Abysmal!

A singular preoccupation of newspaper and magazine editors, columnists, TV anchors, political commentators this week has been and will be ‘Modi ka saal girah’. With each fighting to provide an ‘in-depth analysis’, we are flooded with wave after wave of opinions. But we are not a monarchy, a dictatorship, a corporate firm or a religious order where one all-pervading, larger-than-life figure controls everything. So, why this fever?

This obsession with one person is not new, though. At one time ‘Indira was India and India was Indira.’ An audit of the PM’s first year is a natural consequence of electing a Modi sarkar. But may be it is time we scrutinised not just the PM but all those who were elected, as he was, to the 16th Lok Sabha and are seated in that iconic semi-circular space.

The 16th Lok Sabha has the largest number of women MPs — 62 out of 543 — that any Lok Sabha has had. This in itself is a good thing, though it does not call for any celebration. But has this changed the mindset of the men in the House? The bill that seeks 33 per cent reservation for women is still ‘unpassable’ and the coming together of women across party lines has not made a difference. In the 15th Lok Sabha, we were witness to some wonderful discussions on the Lokpal bill, but the bill has become just another stacked file. These two proposed legislations are only examples for many other Bills that remain in the back rooms of ministries and the Parliament itself.

Beyond the bills, the conduct of parliamentarians within and beyond the precincts of that hallowed space has, by and large, been abysmal. In Delhi’s corridors of power, Smriti Irani, Minister for Human Resources, was treated with disdain because she was not a graduate. I wonder if the same treatment would have been meted out if she had been an ‘elderly’ lady or a ‘man.’ But she herself was far from being a dignified MP, let alone a minister. The way she spoke on the floor of the House to fellow-MP Sugata Bose did no credit to propriety.

But this is not about one Minister or one MP alone. We saw and heard JDU’s senior Member of Parliament Sharad Yadav’s incredibly offensive comment on the skin-tones of ‘South Indian women’. BJP members such as Sakshi Maharaj and Sadhvi Niranjan Jyoti were unabashedly anti-minority. This has also been a year where ghar wapsi, a ban on beef, vandalisation of churches, the demand for compulsory Sanskrit have been let loose into our collective.

Labelled pseudo-secularists like me have demanded that the Prime Minister make a statement on these ghastly ideas and, no doubt, he should. But what about the Lok Sabha itself?
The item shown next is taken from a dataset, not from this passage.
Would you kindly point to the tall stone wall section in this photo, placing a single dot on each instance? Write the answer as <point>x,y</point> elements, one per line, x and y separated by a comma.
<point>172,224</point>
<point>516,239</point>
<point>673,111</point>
Some individual MPs may have spoken on some of these issues but is there a sense of the 16th Lok Sabha as such having taken a stand or having spoken up on these issues?

When someone feels affronted, an apology is tendered and everything is forgotten and forgiven. Parliamentarians are seen laughing and making up. But a derogatory or inflammatory statement by an elected representative is not a personal matter; it is an act in the public domain. It does not matter which party they belong to or which constituency they represent; such statements do and should wound us.

Here is a fact to ponder. About one-third of all the Lok Sabha MPs have at least one pending criminal case against them; with some being serious criminal cases. For the record, I want it to be known that MPs from the BJP, the Congress, the TMC, DMK, AIADMK and Shiv Sena have criminal cases filed against them. I know that ‘crimes’ are often committed without the intention to commit them. They just ‘happen’. May it be that all our MPs facing criminal cases are finally found to have had no criminal intent! But there is one act that I cannot call a crime since the IPC does not list it and which MPs commit constantly. And that is obstructing the House, interrupting an MP who is speaking, making the Lok Sabha adjourn. (This happens in the Rajya Sabha as well). MPs are paid what amounts to a salary. They are not in the Lok Sabha for free.

And then we had the case of the ‘perennial prince’ who vanished! Rahul Gandhi has the right to take a break, meditate, rest and remain in solitude. But doing it at a time when Parliament was in session was an act of callousness towards that institution by one of its most ‘visible’ members.

There is one thing for which opposition MPs deserve credit. And that is the way they stalled the anti-poor amendments to the Land Acquisition Act. Beyond that, they and members from the ruling combination were on a par. I leave it to the reader to choose the appropriate adjective for that ‘on a par’.